Grève de la faim ou de la fin / Par Tijane BAL

«Tu me prives de ma liberté. Tu ne me priveras pas de ma mort» proclamaient des détenus politiques turcs grévistes de la faim.

Acte manifeste de résistance, la grève de la grève n’en est pas moins quelquefois ramenée, par un raccourci, à une forme de suicide par mort lente. Cette assimilation est tenace bien que l’irréparable n’advienne pas toujours. La même ambivalence recouvre le suicide. Geste de démission ou acte de courage ? Albert Camus en aurait fait l’acte le plus mystérieux de l’être humain. «Qui sait ce que cache une mort dite volontaire» questionnait pour sa part l’écrivain Claro à propos du chanteur Moshe Michael Brand alias Mike Brant.

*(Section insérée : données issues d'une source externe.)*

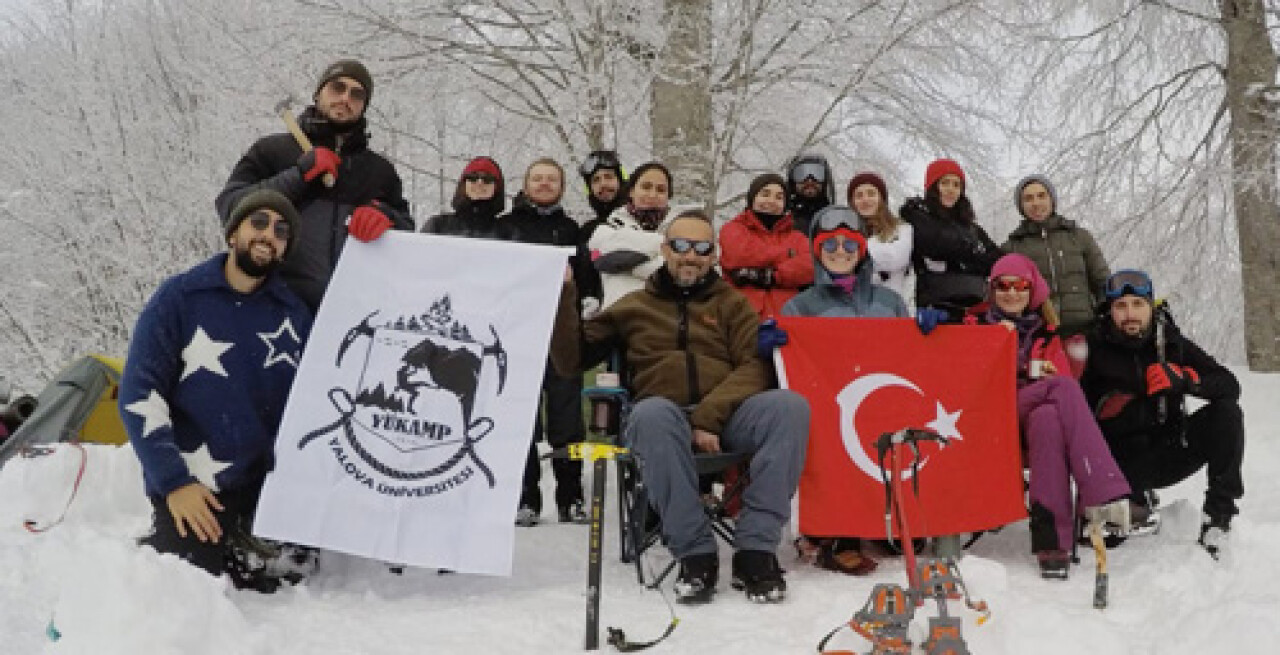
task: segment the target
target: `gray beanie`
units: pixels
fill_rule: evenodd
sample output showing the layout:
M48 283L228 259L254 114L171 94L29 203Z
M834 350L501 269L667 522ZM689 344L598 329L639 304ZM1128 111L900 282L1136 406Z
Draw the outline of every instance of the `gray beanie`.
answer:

Au registre politique, le suicide est négativement connoté, plus souvent réduit qu’il est à une forme de fuite. L’écrivain Régis Debray en a rendu compte à propos de Salvador Allendé dont un certain imaginaire de gauche n’a jamais admis qu’il se soit suicidé, préférant la thèse de la résistance jusqu’à l’ultime. Debray avait à cœur de rendre à l’ancien président chilien, figure de la gauche s’il en est, le choix de sa mort. La dimension sacrificielle du geste « suicidaire » ne fait dans certains cas nul doute.

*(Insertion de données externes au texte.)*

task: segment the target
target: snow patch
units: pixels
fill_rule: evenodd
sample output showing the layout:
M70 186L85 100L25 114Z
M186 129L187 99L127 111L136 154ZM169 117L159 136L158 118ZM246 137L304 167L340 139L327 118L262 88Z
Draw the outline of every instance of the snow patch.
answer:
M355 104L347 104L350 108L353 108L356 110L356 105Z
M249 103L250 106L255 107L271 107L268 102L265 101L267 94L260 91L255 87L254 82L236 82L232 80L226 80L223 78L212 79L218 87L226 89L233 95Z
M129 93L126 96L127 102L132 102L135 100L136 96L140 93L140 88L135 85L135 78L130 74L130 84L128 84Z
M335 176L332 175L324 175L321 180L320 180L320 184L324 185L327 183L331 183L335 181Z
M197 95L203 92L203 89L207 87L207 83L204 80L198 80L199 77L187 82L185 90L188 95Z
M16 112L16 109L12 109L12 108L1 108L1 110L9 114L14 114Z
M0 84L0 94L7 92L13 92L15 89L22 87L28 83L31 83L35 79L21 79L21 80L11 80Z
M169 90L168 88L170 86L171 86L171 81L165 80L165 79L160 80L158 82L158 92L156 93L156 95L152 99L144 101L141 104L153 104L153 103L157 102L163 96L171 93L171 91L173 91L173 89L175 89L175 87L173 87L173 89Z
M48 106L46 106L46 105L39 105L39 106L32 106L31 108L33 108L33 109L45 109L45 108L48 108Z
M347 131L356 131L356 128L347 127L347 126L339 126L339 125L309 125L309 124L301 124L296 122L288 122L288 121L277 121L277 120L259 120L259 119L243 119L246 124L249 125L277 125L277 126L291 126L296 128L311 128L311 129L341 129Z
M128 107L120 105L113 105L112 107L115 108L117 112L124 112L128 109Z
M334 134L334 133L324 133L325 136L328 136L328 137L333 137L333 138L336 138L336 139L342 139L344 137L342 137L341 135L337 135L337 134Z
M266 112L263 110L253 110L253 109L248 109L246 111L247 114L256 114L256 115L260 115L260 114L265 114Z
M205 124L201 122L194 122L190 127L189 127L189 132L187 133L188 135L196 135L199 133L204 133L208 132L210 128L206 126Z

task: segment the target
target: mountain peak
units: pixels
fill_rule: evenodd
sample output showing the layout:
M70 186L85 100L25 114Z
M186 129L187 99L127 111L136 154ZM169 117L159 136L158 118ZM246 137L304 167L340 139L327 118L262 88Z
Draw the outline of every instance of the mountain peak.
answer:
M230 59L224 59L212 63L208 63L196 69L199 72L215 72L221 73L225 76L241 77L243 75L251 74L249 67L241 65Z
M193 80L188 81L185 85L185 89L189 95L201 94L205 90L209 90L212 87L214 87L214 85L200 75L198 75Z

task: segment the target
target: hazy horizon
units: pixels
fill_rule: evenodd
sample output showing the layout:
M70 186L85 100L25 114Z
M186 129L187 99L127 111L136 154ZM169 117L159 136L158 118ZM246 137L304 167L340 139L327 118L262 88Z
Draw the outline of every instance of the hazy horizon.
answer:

L’exemple emblématique en la matière fut celui de Bobby Sands, figure de l’IRA (Armée républicaine irlandaise), que Margaret Thatcher laissa mourir le 5 mai 1981 après 66 jours de grève de la faim. Il y eut aussi, mais différent, le cas tunisien en 2011. Un paradoxe en l’occurrence ! Bien que pays de religion musulmane, religion proscrivant le suicide, « la » Tunisie célébra le geste de Mohamed Bouazizi au point de l’ériger en acte référentiel et inaugural d’un tournant qui conduira à la chute de Ben Ali.

Autre pays, même problématique. La dimension religieuse ne peut non plus être totalement exclue de la distinction établie par des grévistes de la faim en Turquie entre ce qu’ils appellent «jeûne de la mort» et grève de la faim. La première, censée, comme son nom l’indique assez, conduire à l’issue fatale, questionne ipso facto le projet «suicidaire». Pour preuve, l’avocate Ebru Timtik succomba le 27 août 2020 à une grève de la faim de 238 jours.

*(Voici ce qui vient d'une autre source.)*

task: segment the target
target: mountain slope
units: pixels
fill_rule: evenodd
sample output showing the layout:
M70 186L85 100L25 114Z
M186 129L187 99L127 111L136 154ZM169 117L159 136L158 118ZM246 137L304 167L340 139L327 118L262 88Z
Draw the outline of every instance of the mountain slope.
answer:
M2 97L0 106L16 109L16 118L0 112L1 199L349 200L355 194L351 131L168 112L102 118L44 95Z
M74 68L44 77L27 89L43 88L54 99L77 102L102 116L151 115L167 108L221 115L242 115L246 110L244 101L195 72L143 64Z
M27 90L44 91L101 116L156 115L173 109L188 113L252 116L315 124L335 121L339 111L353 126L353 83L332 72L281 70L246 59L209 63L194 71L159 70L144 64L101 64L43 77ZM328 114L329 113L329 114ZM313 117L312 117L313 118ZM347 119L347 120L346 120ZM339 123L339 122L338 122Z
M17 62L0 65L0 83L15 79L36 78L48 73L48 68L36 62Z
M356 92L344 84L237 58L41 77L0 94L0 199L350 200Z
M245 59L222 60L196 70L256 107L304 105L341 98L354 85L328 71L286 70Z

Troisième cas à convoquer l’aspect religieux, sans avoir, pour l’instant, l’ampleur des précédents, la grève de la faim qu’observerait, selon ses proches, Ousmane Sonko. L’homme politique n’ayant jamais fait mystère de ses convictions religieuses, ni hésité à les afficher au sein de l’espace public, il ne pourra échapper aux interrogations entre sa démarche, si elle est avérée, et ses convictions. Pour l’instant, on en conviendra, l’essentiel n’est pas là.